Although Robertson appeared open to the new alert level, Health Minister Chris Hipkins did not appear as keen.
"I actually think our level 1 settings are pretty good."
Meanwhile, health officials continue to investigate the source of the new outbreak.
Tests from the Americold factory in Auckland, which is where the first trace of the new virus was detected – have been sent back to Wellington for further forensic testing.
It will take a week for that testing to conclude.
But Bloomfield said environmental contamination – whereby Covid-19 lingered on cargo that was shipped to New Zealand after coming into contact with someone who had the virus – was a possibility.
"It could have been human, to a contamination of a surface, to human."
Bloomfield was also pressed on the latest testing blunder at his press conference yesterday.
Both he and Hipkins have come under fire for the amount of Covid-19 staff tested in managed isolation and quarantine (MIQ) facilities.
Over the weekend, Hipkins revealed just 60 per cent of all staff at the Jet Park hotel – the country's main quarantine facility – were being tested once a week.
Prime Minister Jacinda Ardern said the levels of testing had "not met our expectations".
But Bloomfield said no one had been misled and he had communicated frequently with ministers about testing border-facing workers.
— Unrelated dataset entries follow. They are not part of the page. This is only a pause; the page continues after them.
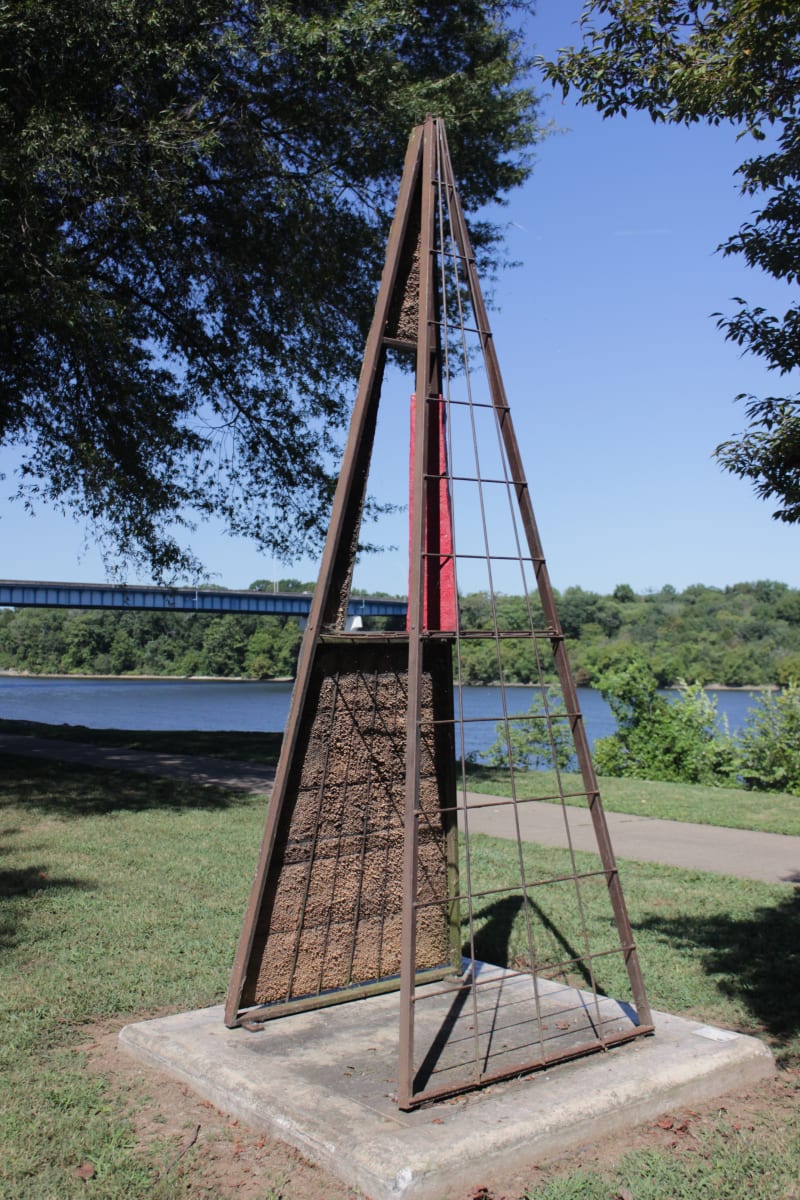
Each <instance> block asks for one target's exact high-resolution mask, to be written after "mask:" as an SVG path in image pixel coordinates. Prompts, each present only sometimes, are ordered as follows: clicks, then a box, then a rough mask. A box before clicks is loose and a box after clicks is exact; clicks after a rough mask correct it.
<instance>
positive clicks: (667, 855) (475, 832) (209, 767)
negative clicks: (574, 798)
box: [0, 733, 800, 884]
mask: <svg viewBox="0 0 800 1200" xmlns="http://www.w3.org/2000/svg"><path fill="white" fill-rule="evenodd" d="M2 752H5V754H18V755H25V756H29V757H34V758H55V760H58V761H60V762H71V763H79V764H85V766H92V767H107V768H109V769H114V770H136V772H144V773H145V774H149V775H172V776H174V778H176V779H187V780H192V781H194V782H197V784H216V785H218V786H221V787H235V788H241V790H243V791H255V792H264V791H269V788H270V786H271V784H272V779H273V776H275V770H273V768H271V767H259V766H255V764H253V763H247V762H234V761H230V760H225V758H201V757H197V756H193V755H180V754H158V752H152V751H145V750H125V749H121V748H118V746H95V745H88V744H84V743H80V742H59V740H55V739H50V738H32V737H26V736H24V734H16V733H0V754H2ZM468 803H469V827H470V829H471V830H473V832H474V833H487V834H492V835H493V836H495V838H512V836H515V822H513V811H512V809H511V805H510V804H509V803H507V802H505V803H504V802H503V800H500V799H498V798H497V797H491V796H483V794H480V793H477V792H470V793H469V794H468ZM518 811H519V830H521V834H522V836H523V840H524V841H537V842H540V844H542V845H545V846H566V845H567V834H566V824H565V821H564V814H563V812H561V809H560V806H559V805H557V804H542V803H540V802H536V800H527V802H524V803H523V804H521V805H519V806H518ZM567 812H569V824H570V835H571V838H572V845H573V846H575V848H576V850H589V851H593V850H595V839H594V832H593V828H591V820H590V817H589V814H588V811H587V810H585V809H579V808H570V809H569V810H567ZM606 818H607V821H608V829H609V833H610V838H612V844H613V846H614V852H615V854H616V857H618V858H634V859H639V860H640V862H645V863H666V864H668V865H670V866H682V868H685V869H687V870H697V871H714V872H716V874H717V875H734V876H739V877H740V878H745V880H762V881H765V882H768V883H795V884H800V838H789V836H784V835H783V834H778V833H751V832H748V830H745V829H720V828H717V827H715V826H700V824H688V823H686V822H682V821H660V820H657V818H655V817H639V816H627V815H625V814H621V812H607V814H606Z"/></svg>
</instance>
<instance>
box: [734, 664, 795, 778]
mask: <svg viewBox="0 0 800 1200" xmlns="http://www.w3.org/2000/svg"><path fill="white" fill-rule="evenodd" d="M739 755H740V761H739V778H740V780H741V782H742V784H744V785H745V787H750V788H753V790H756V791H763V792H789V793H790V794H792V796H800V686H799V685H798V684H796V683H792V684H789V686H788V688H787V689H786V691H782V692H776V694H770V692H768V694H765V695H764V696H763V697H762V700H760V701H759V702H758V704H757V706H756V707H754V708H751V710H750V714H748V716H747V721H746V722H745V727H744V728H742V731H741V732H740V734H739Z"/></svg>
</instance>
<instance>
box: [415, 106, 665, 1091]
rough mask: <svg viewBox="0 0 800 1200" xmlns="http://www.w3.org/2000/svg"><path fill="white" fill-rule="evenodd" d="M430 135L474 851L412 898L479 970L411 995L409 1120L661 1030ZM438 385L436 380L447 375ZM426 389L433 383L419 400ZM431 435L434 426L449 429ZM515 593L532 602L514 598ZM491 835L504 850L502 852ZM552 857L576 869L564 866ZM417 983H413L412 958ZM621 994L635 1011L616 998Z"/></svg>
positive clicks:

"I was checking every single day. There was clearly a dissonance between what the Prime Minister thought was happening and what was happening on the ground."
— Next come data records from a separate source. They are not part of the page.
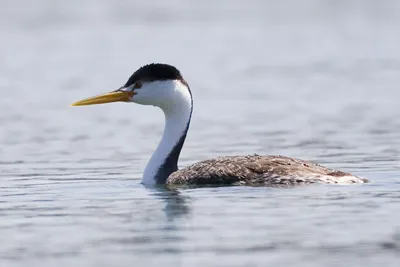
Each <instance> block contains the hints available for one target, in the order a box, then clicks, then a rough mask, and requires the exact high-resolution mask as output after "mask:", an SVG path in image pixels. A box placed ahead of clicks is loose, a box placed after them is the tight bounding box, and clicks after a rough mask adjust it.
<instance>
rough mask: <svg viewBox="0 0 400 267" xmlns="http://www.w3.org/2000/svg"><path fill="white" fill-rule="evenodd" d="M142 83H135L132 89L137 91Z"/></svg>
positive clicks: (135, 82) (141, 86) (141, 85)
mask: <svg viewBox="0 0 400 267" xmlns="http://www.w3.org/2000/svg"><path fill="white" fill-rule="evenodd" d="M142 85H143V84H142V82H141V81H137V82H135V85H134V86H133V88H134V89H138V88H140V87H142Z"/></svg>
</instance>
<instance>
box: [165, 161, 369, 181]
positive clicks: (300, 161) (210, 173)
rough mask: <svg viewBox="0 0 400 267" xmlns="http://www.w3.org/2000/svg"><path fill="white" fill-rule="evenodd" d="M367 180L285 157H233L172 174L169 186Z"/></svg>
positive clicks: (318, 165)
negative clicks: (180, 185) (185, 184)
mask: <svg viewBox="0 0 400 267" xmlns="http://www.w3.org/2000/svg"><path fill="white" fill-rule="evenodd" d="M365 182H367V180H366V179H362V178H359V177H356V176H353V175H351V174H349V173H345V172H341V171H336V170H332V169H328V168H325V167H323V166H320V165H318V164H315V163H313V162H309V161H305V160H300V159H294V158H289V157H283V156H260V155H252V156H231V157H220V158H215V159H209V160H205V161H200V162H197V163H195V164H193V165H191V166H189V167H187V168H184V169H181V170H178V171H176V172H174V173H172V174H171V175H170V176H169V177H168V180H167V184H194V185H206V184H214V185H253V186H282V185H286V186H293V185H302V184H312V183H327V184H355V183H365Z"/></svg>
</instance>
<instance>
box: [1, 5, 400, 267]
mask: <svg viewBox="0 0 400 267" xmlns="http://www.w3.org/2000/svg"><path fill="white" fill-rule="evenodd" d="M21 7H23V8H21ZM399 15H400V6H399V3H398V2H396V1H379V2H376V1H363V3H361V2H357V1H346V2H336V1H335V2H334V1H307V2H304V3H297V2H296V1H255V0H254V1H246V5H243V3H242V2H241V1H219V2H214V1H205V2H204V1H203V2H201V3H200V2H198V1H178V0H175V1H168V4H167V3H161V2H157V1H154V2H151V1H148V2H146V4H145V3H139V2H138V3H136V2H135V1H117V2H112V1H106V0H102V1H95V2H93V1H77V0H75V1H68V2H66V1H49V0H40V1H34V2H32V1H23V0H19V1H5V4H4V8H2V9H0V22H1V23H0V30H1V33H2V41H1V42H0V58H1V61H0V91H1V97H0V125H1V128H0V143H1V146H0V178H1V189H0V216H1V220H0V236H1V237H2V240H3V241H2V242H1V245H0V266H27V265H32V266H55V265H57V266H96V267H97V266H110V265H113V266H114V265H115V266H132V265H134V266H160V265H161V264H162V265H163V266H266V265H280V266H293V265H296V266H322V265H323V266H338V265H349V266H364V267H366V266H377V265H378V264H379V265H382V266H397V265H398V262H399V255H400V223H399V222H400V216H399V213H398V210H399V207H400V182H399V181H400V176H399V169H400V164H399V159H400V153H399V149H400V109H399V103H398V102H399V99H400V93H399V85H400V50H399V47H400V37H399V34H398V25H400V24H399V23H400V16H399ZM150 62H166V63H170V64H173V65H176V66H177V67H178V68H179V69H181V71H182V73H183V75H184V77H185V78H186V80H187V81H188V82H189V84H190V86H191V89H192V92H193V95H194V101H195V102H194V104H195V106H194V115H193V120H192V124H191V128H190V132H189V135H188V138H187V141H186V143H185V146H184V150H183V151H182V154H181V160H180V166H182V167H183V166H187V165H189V164H190V163H193V162H196V161H199V160H202V159H207V158H212V157H217V156H222V155H237V154H248V153H250V154H253V153H259V154H266V153H267V154H282V155H285V156H292V157H298V158H302V159H308V160H312V161H316V162H318V163H321V164H324V165H326V166H328V167H332V168H339V169H341V170H343V171H348V172H352V173H354V174H356V175H359V176H362V177H365V178H368V179H370V180H371V181H372V182H371V183H370V184H367V185H362V186H311V187H301V188H294V189H271V188H251V187H219V188H198V189H180V190H177V191H169V190H165V189H162V188H158V189H157V188H153V189H151V188H145V187H143V186H142V185H141V184H140V179H141V174H142V171H143V169H144V167H145V165H146V163H147V160H148V158H149V157H150V155H151V153H152V151H153V150H154V148H155V146H156V145H157V143H158V140H159V138H160V136H161V134H162V129H163V115H162V113H161V112H160V111H159V110H157V109H155V108H152V107H143V106H138V105H133V104H109V105H101V106H93V107H85V108H70V107H68V105H69V104H70V103H72V102H74V101H76V100H79V99H81V98H82V97H87V96H92V95H95V94H98V93H102V92H107V91H110V90H114V89H117V88H119V87H120V86H121V85H123V84H124V83H125V81H126V80H127V79H128V77H129V75H130V74H131V73H132V72H133V71H134V70H135V69H137V68H138V67H140V66H141V65H143V64H146V63H150Z"/></svg>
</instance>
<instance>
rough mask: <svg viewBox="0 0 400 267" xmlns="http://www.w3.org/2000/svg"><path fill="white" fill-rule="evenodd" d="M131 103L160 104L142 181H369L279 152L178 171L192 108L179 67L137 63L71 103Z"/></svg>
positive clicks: (231, 158) (192, 98) (236, 181)
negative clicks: (95, 94) (105, 90)
mask: <svg viewBox="0 0 400 267" xmlns="http://www.w3.org/2000/svg"><path fill="white" fill-rule="evenodd" d="M109 102H133V103H138V104H142V105H152V106H156V107H159V108H160V109H161V110H162V111H163V112H164V115H165V126H164V133H163V136H162V138H161V141H160V143H159V145H158V146H157V148H156V150H155V152H154V153H153V155H152V156H151V158H150V160H149V162H148V164H147V166H146V168H145V170H144V172H143V177H142V183H143V184H146V185H155V184H168V185H182V184H187V185H256V186H282V185H289V186H294V185H304V184H313V183H327V184H355V183H365V182H368V180H366V179H363V178H359V177H356V176H353V175H351V174H349V173H345V172H342V171H336V170H332V169H329V168H326V167H323V166H320V165H318V164H315V163H312V162H308V161H304V160H300V159H294V158H289V157H284V156H268V155H249V156H230V157H220V158H215V159H209V160H204V161H200V162H198V163H195V164H193V165H191V166H189V167H186V168H184V169H181V170H179V169H178V160H179V155H180V152H181V150H182V147H183V144H184V142H185V139H186V135H187V132H188V130H189V126H190V120H191V117H192V112H193V97H192V92H191V90H190V87H189V85H188V83H187V82H186V81H185V80H184V79H183V76H182V75H181V73H180V71H179V70H178V69H177V68H175V67H174V66H171V65H167V64H149V65H145V66H143V67H141V68H139V69H138V70H137V71H135V72H134V73H133V74H132V75H131V77H130V78H129V79H128V81H127V82H126V84H125V85H124V86H122V87H121V88H119V89H118V90H116V91H113V92H111V93H107V94H103V95H100V96H96V97H91V98H88V99H84V100H81V101H78V102H76V103H74V104H72V105H73V106H82V105H93V104H103V103H109Z"/></svg>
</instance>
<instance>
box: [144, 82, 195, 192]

He said there was no tension between him and the operational arm of the ministry, and there should be a review to make what was happening clearer, and to make "information flows clearer in both directions".
National's health spokesman Shane Reti said the saga jeopardised New Zealand's whole Covid-19 response.
"This is a serious system failure that needs to be addressed if we are to keep Covid-19 out of New Zealand," he said.
"New Zealanders have been let down by this lack of testing and a complacent attitude from the Government."
But it wasn't all bad news for the Government yesterday.
The extension of the wage subsidy scheme – which is expected to cover 470,000 jobs – has been welcomed by unions and business lobby groups alike.
The current scheme was meant to expire on September 1, but Robertson announced yesterday that it had been extended another two weeks.
It is expected to cost the Government just over $500 million.
The mortgage deferral scheme has also been extended until March 31 next year.
"The Government is again moving quickly to cushion the blow for businesses and workers," Robertson said.